Since the dawn of time (OK, since Visual Basic 1, but that was a long time ago in computer time) designers have been automatically assigning names to controls. Plop a button on a form and it was given a wonderful name like "Button1". But at least it got a name. You had no control over this in Visual Basic. Controls all had to have names, so even if you had a form that contained nothing but lots of static labels your code still had access to Label1 through Label200.

Windows Forms in VS.NET 2005 changed that a bit. We still required names on controls because too many things broke if we didn't name all the controls with unique names. However, we allowed you to flip a bit that would cause the code generator to generate the variable as a local rather than as a member variable. Now all your labels and static images could stay the heck out of your Intellisense drop downs. There was much rejoicing, except by the QA team whose test matrix doubled in size.

Names on controls in WPF are optional. If a control isn't named, you can't write code against it without searching for it in the visual tree. This is a good thing because in WPF forms and pages may have a ton of elements and only a few of those are directly programmed against. You may have noticed that Cider supports empty names, so if you clear the name field we don't generate an error. We're pretty happy with that part.

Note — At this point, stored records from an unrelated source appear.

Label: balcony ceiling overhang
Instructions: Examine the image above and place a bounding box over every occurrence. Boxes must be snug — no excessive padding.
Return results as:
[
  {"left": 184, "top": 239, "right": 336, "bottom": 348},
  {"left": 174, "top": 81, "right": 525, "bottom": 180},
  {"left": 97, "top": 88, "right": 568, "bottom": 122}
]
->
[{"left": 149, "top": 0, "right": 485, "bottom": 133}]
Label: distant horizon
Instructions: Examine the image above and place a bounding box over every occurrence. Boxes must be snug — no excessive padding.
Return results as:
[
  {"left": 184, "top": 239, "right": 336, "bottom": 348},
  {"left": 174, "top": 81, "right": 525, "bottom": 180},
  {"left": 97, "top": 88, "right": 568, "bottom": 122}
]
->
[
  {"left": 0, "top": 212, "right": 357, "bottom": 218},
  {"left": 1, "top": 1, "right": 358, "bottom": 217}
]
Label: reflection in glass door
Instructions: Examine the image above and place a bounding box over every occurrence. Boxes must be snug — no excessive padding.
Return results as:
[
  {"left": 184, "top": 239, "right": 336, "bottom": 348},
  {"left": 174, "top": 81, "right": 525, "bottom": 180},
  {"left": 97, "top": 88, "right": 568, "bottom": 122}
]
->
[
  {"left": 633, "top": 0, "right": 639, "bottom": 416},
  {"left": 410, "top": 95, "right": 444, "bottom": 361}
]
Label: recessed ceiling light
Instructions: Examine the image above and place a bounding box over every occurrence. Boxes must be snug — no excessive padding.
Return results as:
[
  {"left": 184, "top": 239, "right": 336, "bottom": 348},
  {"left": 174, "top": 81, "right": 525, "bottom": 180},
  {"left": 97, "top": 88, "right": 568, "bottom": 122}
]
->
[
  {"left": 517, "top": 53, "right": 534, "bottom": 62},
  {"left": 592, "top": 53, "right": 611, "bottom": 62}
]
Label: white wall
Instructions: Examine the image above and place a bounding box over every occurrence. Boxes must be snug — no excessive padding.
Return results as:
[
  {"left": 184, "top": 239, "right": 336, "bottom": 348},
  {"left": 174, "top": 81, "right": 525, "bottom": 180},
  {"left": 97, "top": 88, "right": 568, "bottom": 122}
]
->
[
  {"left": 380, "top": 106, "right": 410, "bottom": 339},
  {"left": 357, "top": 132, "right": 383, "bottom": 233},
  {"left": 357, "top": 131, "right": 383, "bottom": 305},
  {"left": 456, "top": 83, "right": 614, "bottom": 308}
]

What we're not clear on is when we should actually provide a name for controls. Conventional thinking says that we should give everything the idiotic but familar "Button1" style names whenever a control is dropped on the designer. The challenge with this is that names in WPF have a runtime cost, so if you have lots of controls that have names you're not using you're paying a runtime penalty. The power of XAML means that you will probably have a lot less code to handle events in a WPF application, so the need to have programmatic variables to access controls is less.

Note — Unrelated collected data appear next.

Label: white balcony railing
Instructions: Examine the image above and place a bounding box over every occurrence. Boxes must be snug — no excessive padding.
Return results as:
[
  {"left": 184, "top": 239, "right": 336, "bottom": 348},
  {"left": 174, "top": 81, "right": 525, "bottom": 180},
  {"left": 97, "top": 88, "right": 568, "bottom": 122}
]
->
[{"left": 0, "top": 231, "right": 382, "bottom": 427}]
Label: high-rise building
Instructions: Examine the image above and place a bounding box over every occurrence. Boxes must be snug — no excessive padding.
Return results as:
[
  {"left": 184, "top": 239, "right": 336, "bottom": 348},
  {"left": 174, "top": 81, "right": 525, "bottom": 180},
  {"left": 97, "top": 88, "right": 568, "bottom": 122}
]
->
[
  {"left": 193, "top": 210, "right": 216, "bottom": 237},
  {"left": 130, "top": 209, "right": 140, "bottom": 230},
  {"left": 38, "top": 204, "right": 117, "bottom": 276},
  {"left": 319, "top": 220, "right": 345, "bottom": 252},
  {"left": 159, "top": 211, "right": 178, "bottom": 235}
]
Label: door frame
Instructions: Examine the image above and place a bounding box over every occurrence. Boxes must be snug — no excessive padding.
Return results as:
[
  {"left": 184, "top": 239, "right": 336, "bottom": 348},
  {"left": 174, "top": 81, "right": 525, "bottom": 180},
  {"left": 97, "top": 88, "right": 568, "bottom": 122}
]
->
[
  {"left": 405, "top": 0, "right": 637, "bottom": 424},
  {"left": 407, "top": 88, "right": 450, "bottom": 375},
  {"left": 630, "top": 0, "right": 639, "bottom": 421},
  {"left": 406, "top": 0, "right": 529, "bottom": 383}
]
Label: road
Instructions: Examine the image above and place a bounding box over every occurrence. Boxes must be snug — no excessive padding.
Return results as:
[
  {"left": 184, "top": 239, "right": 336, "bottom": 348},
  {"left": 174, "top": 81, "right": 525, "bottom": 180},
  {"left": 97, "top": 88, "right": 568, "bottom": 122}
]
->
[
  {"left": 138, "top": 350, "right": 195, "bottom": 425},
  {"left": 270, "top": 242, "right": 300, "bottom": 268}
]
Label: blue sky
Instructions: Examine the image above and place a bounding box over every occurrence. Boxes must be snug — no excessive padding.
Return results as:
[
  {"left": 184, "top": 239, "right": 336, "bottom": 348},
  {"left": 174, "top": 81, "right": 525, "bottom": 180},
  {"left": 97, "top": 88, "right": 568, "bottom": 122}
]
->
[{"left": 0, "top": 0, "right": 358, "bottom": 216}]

Here are some of the ideas we've been throwing around:

Name Everything

This is exactly what Windows Forms does today. Everybody gets a name, and if you don't want it you need to clear it out of the property window yourself. Each name has an associated runtime cost for WPF to wire the control to a member variable. This will be familar for existing Windows Forms and VB 6 customers, but it takes additional work to write a well optimized WPF application. Also, if you have many elements on your page UI that lists those elements, such as the property window and Intellisense, become more cluttered.

Name Nothing

The zen opposite of naming everything is to just name nothing. Nothing gets a name when you drop it on the page. If you want to program against it, you first give it a name. We could be smart here and if you wired an event through either the property window or through by double clicking on the control we could generate a name for you on the fly. This breaks the usability of the event drop-down windows in the code editor, however, because unnamed elements won't show up there.

Name Nothing and Prompt

If you drop a button on a page and it doesn't get a name, then you double click and we automatically give it a name, what name do we give? That's right, "Button1". Sure, you can rename it later, but the event method we wire to the control will be named something like "Button1_Click". Yuck. Yes, we have thought about allowing the rename refactoring code to rename event methods too, but that's an inexact science we don't know if we can get right in all cases. One option here is to interrupt the flow with a modal dialog and ask you what name you want. We would then name the control with the value you provided and use that name when generating the event handler method. Clean, but that modal dialog is going to get old fast.

So, what do you think? Should we name automatically like we've always done? Should we name opportunistically? Should we stick a big fat modal dialog in your face and ask you what you want things to be named?